Looking in the mirror
“The environmental movement is failing,” says geneticist and broadcaster Dr. David Suzuki. “I don’t call myself an environmentalist anymore. It’s time to broaden our tent and realize if we are working for a sustainable society, any group facing terrorism, genocide or war is not going to give a damn about the environment.”
Freelance journalist Ayana Meade agrees that when survival is at stake, environmental issues aren’t top of mind. Meade, who is based in New York, founded the Society of Environmental Journalists’ Diversity Task Force in response to the low percentage of journalists of colour reporting on environmental issues.
“Poor people of colour aren’t going to be concerned with existential happenings like global warming,” says Meade. “The movement needs to connect with their immediate concerns: economic and social development.”
This is vital, since environmental degradation disproportionally impacts people of colour. A 2005 Associated Press study found black Americans are 79 per cent more likely than whites to live in neighbourhoods where industrial pollution is suspected of posing the greatest health danger. While there hasn’t been an equivalent Canadian study, as of January 2011, almost one in five First Nations communities—117 in total—were under drinking water advisories.
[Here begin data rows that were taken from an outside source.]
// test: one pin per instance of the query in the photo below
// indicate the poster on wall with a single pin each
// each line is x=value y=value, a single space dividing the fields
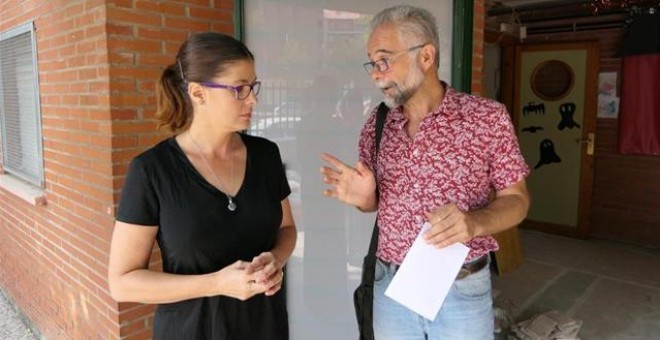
x=608 y=101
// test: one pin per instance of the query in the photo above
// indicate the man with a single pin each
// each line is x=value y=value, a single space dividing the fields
x=441 y=156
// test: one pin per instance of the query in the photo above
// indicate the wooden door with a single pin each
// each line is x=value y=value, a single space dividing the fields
x=554 y=110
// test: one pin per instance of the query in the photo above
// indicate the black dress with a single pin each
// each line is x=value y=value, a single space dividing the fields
x=198 y=235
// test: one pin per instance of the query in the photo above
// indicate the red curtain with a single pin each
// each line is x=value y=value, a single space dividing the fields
x=639 y=112
x=639 y=117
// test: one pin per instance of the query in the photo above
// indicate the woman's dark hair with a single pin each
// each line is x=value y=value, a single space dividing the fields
x=202 y=57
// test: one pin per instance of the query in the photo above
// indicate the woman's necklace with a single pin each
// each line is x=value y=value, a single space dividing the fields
x=231 y=206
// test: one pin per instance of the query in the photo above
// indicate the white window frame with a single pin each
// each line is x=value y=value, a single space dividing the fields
x=23 y=160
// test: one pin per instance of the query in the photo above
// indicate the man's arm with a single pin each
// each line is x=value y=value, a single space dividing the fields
x=354 y=186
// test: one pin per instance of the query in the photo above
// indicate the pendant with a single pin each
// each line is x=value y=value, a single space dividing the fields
x=231 y=206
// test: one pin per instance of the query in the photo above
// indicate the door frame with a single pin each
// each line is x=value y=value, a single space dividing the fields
x=511 y=69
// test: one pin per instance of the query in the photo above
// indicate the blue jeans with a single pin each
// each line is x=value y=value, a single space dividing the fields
x=466 y=314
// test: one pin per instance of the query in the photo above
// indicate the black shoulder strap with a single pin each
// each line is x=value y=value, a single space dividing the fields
x=381 y=115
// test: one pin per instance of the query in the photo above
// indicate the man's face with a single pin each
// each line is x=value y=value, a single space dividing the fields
x=404 y=76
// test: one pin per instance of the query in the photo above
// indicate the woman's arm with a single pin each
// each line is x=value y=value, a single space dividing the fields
x=130 y=279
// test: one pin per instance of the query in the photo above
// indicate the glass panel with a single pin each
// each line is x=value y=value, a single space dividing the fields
x=18 y=106
x=315 y=97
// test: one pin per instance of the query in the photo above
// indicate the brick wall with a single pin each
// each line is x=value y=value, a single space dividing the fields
x=54 y=257
x=98 y=61
x=625 y=204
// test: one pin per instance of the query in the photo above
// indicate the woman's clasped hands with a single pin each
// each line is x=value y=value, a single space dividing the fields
x=243 y=280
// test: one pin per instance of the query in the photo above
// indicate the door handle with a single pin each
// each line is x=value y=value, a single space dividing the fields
x=589 y=141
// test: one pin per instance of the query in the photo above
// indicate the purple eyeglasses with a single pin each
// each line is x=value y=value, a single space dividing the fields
x=241 y=91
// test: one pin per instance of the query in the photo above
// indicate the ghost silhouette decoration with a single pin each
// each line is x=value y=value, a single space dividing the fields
x=566 y=111
x=547 y=153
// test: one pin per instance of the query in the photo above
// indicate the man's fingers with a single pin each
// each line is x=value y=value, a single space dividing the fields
x=335 y=162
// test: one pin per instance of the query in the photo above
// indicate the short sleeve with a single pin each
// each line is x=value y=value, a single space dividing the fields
x=507 y=166
x=139 y=202
x=284 y=188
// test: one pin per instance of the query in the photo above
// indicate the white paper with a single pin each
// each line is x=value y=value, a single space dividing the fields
x=426 y=275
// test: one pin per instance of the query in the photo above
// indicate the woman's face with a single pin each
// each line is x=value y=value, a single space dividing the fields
x=222 y=106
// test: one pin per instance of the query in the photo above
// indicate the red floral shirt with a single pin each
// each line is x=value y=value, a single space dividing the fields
x=461 y=151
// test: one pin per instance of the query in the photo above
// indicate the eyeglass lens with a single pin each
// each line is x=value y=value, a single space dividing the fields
x=243 y=91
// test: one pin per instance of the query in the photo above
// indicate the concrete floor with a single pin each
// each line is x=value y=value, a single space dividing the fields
x=613 y=288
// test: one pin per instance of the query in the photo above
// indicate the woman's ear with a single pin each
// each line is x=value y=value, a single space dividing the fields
x=196 y=93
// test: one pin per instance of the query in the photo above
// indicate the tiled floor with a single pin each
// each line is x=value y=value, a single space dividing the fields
x=613 y=288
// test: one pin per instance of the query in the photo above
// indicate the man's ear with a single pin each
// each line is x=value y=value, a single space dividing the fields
x=196 y=93
x=427 y=56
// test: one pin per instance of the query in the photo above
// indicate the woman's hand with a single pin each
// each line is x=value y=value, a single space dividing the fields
x=239 y=280
x=268 y=273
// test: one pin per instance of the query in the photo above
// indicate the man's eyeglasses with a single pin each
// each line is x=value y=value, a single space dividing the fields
x=383 y=64
x=241 y=91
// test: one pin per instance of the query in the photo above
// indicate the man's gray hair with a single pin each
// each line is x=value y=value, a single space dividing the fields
x=416 y=26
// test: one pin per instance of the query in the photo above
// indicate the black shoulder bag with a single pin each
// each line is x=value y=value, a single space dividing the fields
x=363 y=296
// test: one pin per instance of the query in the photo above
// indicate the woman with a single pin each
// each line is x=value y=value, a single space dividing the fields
x=214 y=199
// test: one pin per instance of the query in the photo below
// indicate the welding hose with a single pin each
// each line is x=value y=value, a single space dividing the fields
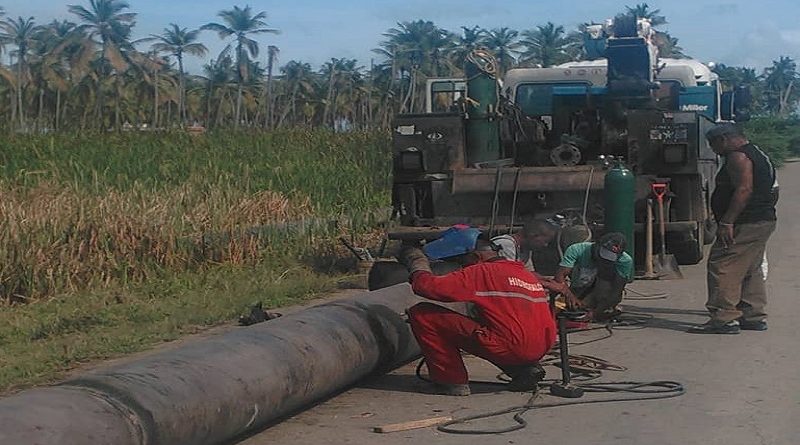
x=660 y=389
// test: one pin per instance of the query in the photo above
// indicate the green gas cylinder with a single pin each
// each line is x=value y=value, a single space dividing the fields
x=619 y=195
x=482 y=127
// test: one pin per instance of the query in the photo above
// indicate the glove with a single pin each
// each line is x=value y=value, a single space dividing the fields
x=414 y=259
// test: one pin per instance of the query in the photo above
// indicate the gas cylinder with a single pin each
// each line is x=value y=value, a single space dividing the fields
x=482 y=126
x=619 y=194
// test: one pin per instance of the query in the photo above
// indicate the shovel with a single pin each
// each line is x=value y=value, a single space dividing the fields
x=666 y=266
x=649 y=273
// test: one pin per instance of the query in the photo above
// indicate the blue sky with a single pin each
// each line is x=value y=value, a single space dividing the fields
x=750 y=33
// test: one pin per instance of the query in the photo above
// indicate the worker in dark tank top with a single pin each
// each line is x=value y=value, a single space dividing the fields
x=744 y=208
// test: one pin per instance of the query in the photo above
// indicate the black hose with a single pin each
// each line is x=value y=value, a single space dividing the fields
x=661 y=389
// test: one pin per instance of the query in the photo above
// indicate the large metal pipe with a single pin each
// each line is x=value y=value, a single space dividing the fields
x=212 y=390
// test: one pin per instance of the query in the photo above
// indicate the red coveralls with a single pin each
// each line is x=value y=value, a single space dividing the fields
x=514 y=327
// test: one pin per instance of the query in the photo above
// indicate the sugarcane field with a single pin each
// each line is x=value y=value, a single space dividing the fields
x=395 y=222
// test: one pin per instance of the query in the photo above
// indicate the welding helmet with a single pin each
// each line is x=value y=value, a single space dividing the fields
x=455 y=241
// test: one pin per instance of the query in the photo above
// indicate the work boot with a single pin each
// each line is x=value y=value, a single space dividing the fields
x=758 y=325
x=524 y=378
x=716 y=327
x=451 y=389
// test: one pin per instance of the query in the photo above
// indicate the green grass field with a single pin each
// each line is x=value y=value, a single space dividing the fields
x=112 y=243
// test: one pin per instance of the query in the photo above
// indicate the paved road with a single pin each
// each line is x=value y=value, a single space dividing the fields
x=740 y=389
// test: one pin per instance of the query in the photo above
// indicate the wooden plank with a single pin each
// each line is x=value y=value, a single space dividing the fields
x=411 y=425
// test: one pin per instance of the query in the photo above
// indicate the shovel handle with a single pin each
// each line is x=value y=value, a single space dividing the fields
x=659 y=190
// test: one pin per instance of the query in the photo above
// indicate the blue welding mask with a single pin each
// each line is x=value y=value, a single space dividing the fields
x=454 y=241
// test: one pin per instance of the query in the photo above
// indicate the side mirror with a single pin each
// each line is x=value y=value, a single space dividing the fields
x=726 y=106
x=742 y=99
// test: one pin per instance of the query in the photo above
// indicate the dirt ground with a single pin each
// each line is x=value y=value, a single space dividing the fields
x=740 y=389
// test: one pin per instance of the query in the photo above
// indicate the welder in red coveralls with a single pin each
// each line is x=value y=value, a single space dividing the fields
x=513 y=327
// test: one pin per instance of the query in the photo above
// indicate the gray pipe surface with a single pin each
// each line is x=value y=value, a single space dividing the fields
x=212 y=390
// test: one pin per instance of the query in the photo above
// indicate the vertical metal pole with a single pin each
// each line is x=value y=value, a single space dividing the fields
x=562 y=347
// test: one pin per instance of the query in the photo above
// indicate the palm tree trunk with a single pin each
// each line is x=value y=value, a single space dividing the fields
x=208 y=103
x=19 y=94
x=41 y=108
x=116 y=102
x=182 y=92
x=58 y=110
x=155 y=98
x=237 y=115
x=289 y=106
x=329 y=99
x=13 y=96
x=268 y=114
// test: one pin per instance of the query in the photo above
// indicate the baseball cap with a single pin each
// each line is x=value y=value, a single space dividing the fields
x=611 y=246
x=455 y=241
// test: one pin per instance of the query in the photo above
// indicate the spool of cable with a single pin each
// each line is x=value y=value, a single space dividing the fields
x=565 y=155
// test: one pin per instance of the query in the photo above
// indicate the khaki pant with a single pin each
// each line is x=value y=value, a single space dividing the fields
x=735 y=278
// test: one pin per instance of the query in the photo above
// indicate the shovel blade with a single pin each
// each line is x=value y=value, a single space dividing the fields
x=666 y=267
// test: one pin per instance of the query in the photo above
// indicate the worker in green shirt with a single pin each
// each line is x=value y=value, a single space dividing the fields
x=598 y=272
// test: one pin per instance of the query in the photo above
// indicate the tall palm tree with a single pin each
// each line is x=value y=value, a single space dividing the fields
x=241 y=23
x=546 y=45
x=503 y=42
x=299 y=79
x=469 y=40
x=417 y=48
x=22 y=33
x=272 y=55
x=107 y=22
x=177 y=41
x=643 y=11
x=781 y=81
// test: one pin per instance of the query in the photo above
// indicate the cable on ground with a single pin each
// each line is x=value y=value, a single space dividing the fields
x=585 y=369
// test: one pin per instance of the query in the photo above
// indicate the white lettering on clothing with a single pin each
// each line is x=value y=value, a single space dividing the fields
x=533 y=287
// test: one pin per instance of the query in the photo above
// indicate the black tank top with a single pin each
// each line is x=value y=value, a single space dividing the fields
x=761 y=206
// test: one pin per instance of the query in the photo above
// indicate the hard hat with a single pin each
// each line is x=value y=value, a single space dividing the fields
x=611 y=246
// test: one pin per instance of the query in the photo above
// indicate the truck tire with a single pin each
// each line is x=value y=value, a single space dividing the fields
x=388 y=273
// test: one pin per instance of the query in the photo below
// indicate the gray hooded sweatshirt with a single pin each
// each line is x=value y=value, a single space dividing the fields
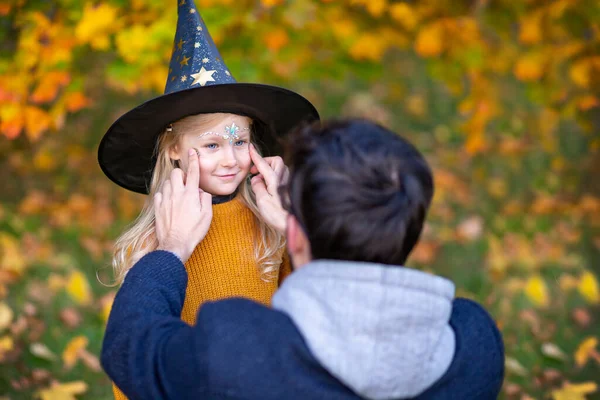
x=382 y=330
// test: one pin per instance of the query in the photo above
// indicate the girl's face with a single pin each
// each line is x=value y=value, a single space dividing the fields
x=223 y=149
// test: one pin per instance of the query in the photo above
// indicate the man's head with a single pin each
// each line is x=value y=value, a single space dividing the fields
x=356 y=192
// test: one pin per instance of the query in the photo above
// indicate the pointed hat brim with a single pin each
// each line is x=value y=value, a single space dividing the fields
x=127 y=150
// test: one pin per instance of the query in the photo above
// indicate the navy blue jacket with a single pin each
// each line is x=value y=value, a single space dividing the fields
x=239 y=349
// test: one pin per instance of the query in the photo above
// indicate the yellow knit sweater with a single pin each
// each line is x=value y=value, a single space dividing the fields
x=223 y=264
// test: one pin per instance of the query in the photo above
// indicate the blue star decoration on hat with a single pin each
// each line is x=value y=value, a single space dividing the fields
x=195 y=60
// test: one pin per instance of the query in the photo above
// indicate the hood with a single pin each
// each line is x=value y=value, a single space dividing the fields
x=382 y=330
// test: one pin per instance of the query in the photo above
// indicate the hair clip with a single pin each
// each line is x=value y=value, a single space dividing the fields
x=231 y=133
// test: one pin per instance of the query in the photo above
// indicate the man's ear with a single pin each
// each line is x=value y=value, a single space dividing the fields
x=174 y=152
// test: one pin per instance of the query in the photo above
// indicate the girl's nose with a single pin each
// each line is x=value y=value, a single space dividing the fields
x=229 y=159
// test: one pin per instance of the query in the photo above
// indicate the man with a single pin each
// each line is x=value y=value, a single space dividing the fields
x=351 y=322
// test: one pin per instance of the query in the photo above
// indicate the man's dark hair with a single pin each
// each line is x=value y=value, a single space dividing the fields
x=359 y=191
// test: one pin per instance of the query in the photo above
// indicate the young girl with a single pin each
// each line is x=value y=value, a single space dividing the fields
x=205 y=109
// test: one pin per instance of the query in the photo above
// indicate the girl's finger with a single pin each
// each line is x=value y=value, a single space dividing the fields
x=205 y=201
x=258 y=187
x=193 y=174
x=157 y=202
x=177 y=180
x=167 y=189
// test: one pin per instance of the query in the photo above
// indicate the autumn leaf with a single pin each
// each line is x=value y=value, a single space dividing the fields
x=78 y=288
x=404 y=15
x=588 y=287
x=276 y=39
x=586 y=350
x=11 y=256
x=553 y=351
x=574 y=391
x=368 y=47
x=72 y=351
x=7 y=343
x=76 y=101
x=515 y=367
x=63 y=391
x=36 y=122
x=48 y=86
x=537 y=291
x=271 y=3
x=530 y=29
x=430 y=40
x=42 y=351
x=529 y=68
x=95 y=25
x=6 y=316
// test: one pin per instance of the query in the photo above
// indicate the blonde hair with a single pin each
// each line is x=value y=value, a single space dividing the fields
x=140 y=238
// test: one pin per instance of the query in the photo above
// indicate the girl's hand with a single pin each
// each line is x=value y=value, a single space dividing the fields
x=183 y=211
x=271 y=173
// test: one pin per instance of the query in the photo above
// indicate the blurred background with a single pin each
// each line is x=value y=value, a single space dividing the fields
x=502 y=96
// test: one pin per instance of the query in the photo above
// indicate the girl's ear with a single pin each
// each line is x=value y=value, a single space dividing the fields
x=174 y=152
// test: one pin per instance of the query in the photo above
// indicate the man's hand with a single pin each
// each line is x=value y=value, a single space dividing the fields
x=271 y=173
x=183 y=211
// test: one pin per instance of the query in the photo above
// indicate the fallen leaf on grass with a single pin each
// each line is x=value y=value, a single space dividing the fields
x=40 y=350
x=63 y=391
x=574 y=391
x=587 y=350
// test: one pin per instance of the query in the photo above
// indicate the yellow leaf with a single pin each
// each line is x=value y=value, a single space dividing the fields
x=430 y=40
x=72 y=351
x=588 y=287
x=6 y=344
x=75 y=101
x=580 y=73
x=106 y=302
x=271 y=3
x=475 y=143
x=95 y=24
x=368 y=47
x=530 y=31
x=63 y=391
x=11 y=256
x=529 y=68
x=6 y=316
x=276 y=39
x=42 y=351
x=374 y=7
x=11 y=120
x=536 y=291
x=48 y=86
x=553 y=351
x=574 y=391
x=585 y=350
x=79 y=288
x=513 y=366
x=36 y=122
x=587 y=102
x=133 y=43
x=343 y=27
x=44 y=160
x=404 y=15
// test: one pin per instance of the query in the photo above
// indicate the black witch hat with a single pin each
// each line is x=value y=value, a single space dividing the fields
x=199 y=82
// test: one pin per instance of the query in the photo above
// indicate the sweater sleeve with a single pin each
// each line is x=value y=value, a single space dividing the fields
x=147 y=350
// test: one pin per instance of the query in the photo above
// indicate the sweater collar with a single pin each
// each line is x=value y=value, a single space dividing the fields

For that reason, says Meade, “it’s important the face of the movement is not just a white face. It should reflect the people most affected by these issues.”
To achieve that reflection, ENGOs need to take off their blinders and realize “hunger and poverty are [their] issues,” Suzuki says. “We’ve got to look at issues of equity and peace [because] they work against truly sustainable societies.”
Reflecting the community
When reaching out to ethnic communities, the DSF tries to remind people social justice and the environment are linked. Suzuki uses his own family history as an example.
“My grandparents came to Canada from Japan in the 1900s for the fish,” Suzuki says. “Many in the East Indian community came for the trees and are still involved in farming in the Okanagan. We explain those resources are all heavily under assault. We’re also trying to tell people the way we live means many of the oil companies are going into more extreme areas to drill, impacting the countries many of our immigrants come from.”